Necessary and sufficient conditions for admissible set open topologies (Q1731345)

Given topological spaces $X$ and $Y$, the expression $C(X,Y)$ stands for the set of all continuous functions from $X$ to $Y$. If $\alpha$ is a family of subsets of $X$, then the \textit{set-open topology} $\tau_\alpha$ on $C(X,Y)$ is generated by the family ${\mathcal S}= \{[A,V]: A\in \alpha$ and $V$ is an open subset of $Y\}$ as a subbase.
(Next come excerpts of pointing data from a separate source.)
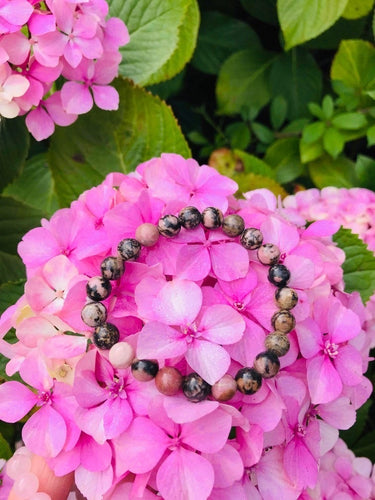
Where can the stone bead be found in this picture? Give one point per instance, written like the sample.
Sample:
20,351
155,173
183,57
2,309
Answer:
279,275
267,364
121,355
105,336
168,381
98,288
251,238
129,248
94,314
169,226
286,298
144,370
268,254
249,381
283,321
278,343
147,234
233,225
212,218
224,389
195,388
112,268
190,217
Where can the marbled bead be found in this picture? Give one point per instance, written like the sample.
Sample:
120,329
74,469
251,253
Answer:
190,217
286,298
267,364
129,248
144,370
283,321
233,225
278,343
195,388
212,218
249,381
94,314
251,238
112,268
169,226
105,336
98,288
268,254
224,389
168,381
278,275
147,234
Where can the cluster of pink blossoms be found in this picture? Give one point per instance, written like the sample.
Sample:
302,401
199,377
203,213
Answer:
43,40
199,302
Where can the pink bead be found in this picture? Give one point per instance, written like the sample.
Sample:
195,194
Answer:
26,485
147,234
121,355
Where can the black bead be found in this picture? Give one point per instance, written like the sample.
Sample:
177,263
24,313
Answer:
249,381
106,336
190,217
129,248
195,388
279,275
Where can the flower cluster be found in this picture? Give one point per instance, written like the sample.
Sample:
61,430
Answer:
197,302
41,41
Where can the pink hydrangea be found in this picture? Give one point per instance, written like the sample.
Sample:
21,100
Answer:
198,302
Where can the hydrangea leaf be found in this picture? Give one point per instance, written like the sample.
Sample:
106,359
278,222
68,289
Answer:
296,76
301,21
102,142
158,30
14,140
219,37
359,265
243,81
35,186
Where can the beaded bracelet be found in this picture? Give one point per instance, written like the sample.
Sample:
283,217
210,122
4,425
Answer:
169,380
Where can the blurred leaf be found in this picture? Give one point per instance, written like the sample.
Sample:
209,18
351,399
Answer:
219,37
359,265
296,76
300,20
14,146
329,172
101,142
354,65
158,32
357,8
35,186
278,111
243,81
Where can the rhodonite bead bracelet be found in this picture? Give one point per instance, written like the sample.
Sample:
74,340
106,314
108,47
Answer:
168,380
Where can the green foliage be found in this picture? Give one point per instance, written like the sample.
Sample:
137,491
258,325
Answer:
359,265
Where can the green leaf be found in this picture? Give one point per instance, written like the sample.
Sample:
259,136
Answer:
313,132
333,142
300,20
354,65
329,172
296,76
219,37
349,121
283,155
35,186
359,265
158,31
101,142
14,145
278,111
243,81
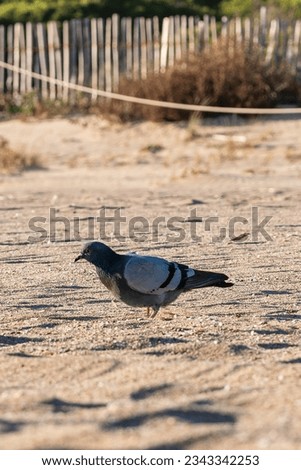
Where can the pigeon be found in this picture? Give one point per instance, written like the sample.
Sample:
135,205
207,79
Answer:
146,281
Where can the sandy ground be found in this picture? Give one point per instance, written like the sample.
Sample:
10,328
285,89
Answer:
221,368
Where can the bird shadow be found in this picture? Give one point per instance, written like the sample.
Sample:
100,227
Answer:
297,360
14,340
146,392
281,316
191,414
276,345
238,348
10,426
61,406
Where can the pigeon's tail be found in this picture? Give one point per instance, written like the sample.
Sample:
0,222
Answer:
206,279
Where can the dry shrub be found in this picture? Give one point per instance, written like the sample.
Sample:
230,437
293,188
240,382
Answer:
14,162
223,75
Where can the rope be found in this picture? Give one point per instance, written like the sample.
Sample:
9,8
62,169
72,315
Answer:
148,102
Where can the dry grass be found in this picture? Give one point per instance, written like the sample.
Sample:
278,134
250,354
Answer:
221,76
14,162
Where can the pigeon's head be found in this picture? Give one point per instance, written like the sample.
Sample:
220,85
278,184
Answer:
95,253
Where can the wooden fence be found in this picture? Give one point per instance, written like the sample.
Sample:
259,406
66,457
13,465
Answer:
97,52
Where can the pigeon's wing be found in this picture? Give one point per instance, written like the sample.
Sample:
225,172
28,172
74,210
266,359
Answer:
151,275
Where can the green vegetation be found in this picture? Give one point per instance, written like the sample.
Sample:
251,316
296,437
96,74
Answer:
221,76
289,8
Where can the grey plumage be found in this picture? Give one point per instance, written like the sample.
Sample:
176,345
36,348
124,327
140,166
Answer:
146,281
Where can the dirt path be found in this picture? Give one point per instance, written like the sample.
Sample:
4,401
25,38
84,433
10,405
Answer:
222,368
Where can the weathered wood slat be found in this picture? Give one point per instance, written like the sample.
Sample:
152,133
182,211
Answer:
136,50
108,55
22,60
41,38
156,44
94,57
29,55
51,58
10,49
149,45
16,57
2,57
86,28
143,48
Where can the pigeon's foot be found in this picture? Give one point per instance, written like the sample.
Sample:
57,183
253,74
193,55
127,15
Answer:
167,315
153,313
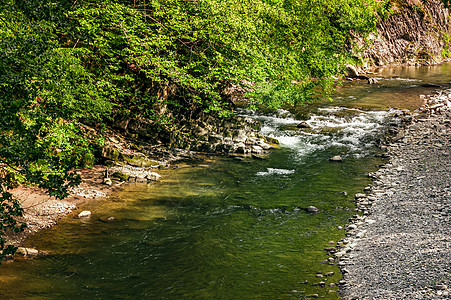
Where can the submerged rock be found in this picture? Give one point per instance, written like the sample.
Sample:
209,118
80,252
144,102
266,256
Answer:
312,209
336,158
84,214
27,252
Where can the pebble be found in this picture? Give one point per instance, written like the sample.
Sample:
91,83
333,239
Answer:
408,250
84,214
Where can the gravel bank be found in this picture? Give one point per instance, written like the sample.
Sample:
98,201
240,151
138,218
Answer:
401,247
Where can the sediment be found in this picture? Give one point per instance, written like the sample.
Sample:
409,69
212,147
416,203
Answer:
399,246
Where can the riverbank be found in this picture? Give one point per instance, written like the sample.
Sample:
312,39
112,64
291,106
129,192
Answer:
400,247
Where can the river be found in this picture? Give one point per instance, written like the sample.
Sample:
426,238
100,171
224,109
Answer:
227,228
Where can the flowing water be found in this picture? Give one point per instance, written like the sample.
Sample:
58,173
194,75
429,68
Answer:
224,228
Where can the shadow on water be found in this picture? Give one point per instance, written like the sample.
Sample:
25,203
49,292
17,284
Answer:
222,229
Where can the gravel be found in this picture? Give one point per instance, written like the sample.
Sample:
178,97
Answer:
401,245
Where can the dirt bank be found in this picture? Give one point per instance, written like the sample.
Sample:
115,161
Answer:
42,211
400,248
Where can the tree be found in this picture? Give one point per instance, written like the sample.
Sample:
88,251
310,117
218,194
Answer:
68,63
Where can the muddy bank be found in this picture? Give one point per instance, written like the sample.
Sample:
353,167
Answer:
400,246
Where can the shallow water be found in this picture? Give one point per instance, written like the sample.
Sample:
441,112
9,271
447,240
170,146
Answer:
220,228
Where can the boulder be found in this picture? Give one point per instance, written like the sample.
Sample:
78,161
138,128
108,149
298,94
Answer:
312,209
84,214
336,158
153,176
303,125
372,80
28,252
351,71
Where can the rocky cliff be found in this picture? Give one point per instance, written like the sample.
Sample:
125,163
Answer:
416,32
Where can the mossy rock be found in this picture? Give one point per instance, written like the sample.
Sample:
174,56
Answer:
121,176
111,153
138,161
271,140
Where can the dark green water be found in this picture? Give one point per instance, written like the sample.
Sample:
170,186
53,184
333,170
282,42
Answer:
220,228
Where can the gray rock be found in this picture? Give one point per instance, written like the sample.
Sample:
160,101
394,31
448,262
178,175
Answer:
84,214
312,209
28,252
336,158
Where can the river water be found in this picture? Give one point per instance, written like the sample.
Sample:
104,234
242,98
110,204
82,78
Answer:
224,228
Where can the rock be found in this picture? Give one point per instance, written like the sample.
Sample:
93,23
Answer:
257,149
360,196
28,252
107,181
215,138
336,158
153,176
351,71
312,209
372,80
84,214
303,125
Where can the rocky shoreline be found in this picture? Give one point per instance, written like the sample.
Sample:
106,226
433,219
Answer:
124,162
399,246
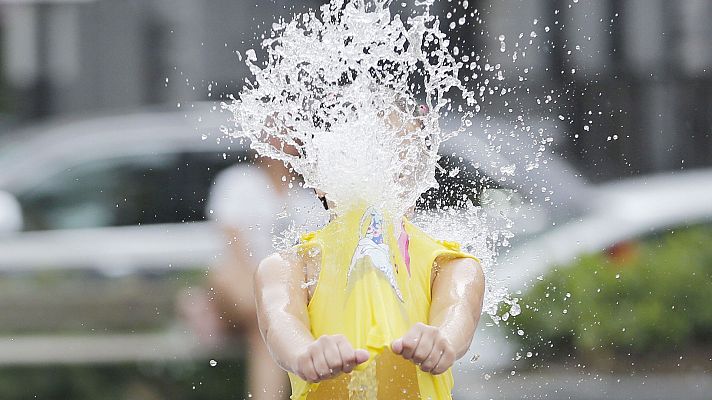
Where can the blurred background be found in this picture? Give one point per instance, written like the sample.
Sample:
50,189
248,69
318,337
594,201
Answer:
110,145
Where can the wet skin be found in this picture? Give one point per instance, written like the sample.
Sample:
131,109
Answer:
282,297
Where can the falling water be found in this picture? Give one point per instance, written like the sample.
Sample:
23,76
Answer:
353,97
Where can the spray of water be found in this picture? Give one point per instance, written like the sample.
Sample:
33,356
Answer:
352,97
339,93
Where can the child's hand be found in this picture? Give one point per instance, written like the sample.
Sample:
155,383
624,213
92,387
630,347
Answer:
427,347
327,357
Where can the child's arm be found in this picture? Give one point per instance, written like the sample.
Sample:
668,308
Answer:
284,323
457,294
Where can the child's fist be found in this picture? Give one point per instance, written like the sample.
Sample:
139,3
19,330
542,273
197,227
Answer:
327,357
427,347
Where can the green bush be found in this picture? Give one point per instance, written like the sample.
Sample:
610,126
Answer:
652,299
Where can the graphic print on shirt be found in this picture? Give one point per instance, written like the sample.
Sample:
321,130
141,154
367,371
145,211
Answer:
372,246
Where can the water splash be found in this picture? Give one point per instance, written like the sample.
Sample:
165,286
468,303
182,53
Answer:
338,99
353,98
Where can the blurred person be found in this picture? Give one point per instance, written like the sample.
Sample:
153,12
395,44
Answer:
369,307
252,204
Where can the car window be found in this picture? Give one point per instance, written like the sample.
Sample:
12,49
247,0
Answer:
141,189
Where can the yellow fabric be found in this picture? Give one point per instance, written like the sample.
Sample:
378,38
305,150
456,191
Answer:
355,298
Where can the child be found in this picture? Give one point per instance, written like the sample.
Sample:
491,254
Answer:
391,311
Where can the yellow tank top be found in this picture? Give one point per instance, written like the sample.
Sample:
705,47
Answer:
373,286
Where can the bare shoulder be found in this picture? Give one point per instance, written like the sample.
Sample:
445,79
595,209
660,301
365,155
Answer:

Here $[A,V]=\{f\in C(X,Y): f(A)\subset V\}$ for any open subset $V$ of the space $Y$ and $A\in \alpha$. \par A topology $\tau$ on the set $C(X,Y)$ is called \textit{admissible} if the evaluation map $e:C(X,Y) \times X\to Y$ defined by $e(f,x)=f(x)$ for any $f\in C(X,Y)$ and $x\in X$ is continuous on the space $(C(X,Y), \tau)\times X$. A family $\alpha$ of subsets of $X$ is called \textit{regular} if for any $x\in X$ and any open subset $U$ of the space $X$ such that $x\in U$, there exists $A\in\alpha$ with $x\in \text{Int}(A)\subset A\subset U$. \par A topological space $Y$ is said to be \textit{equiconnected} if there exists a continuous function $\Psi:Y\times Y\times [0,1]\to Y$ such that $\Psi(x,y,0)=x$, $\Psi(x,y,1)=y$ and $\Psi(x,x,t)=x$ for all $x,y\in Y $ and $t\in [0,1]$. The main result of the paper states that for any equiconnected $T_1$-space $Y$, if $\alpha$ is a family of subsets of a completely regular space $X$, then the set-open topology $\tau_\alpha$ on $C(X,Y)$ is admissible if and only if $\alpha$ is a regular family.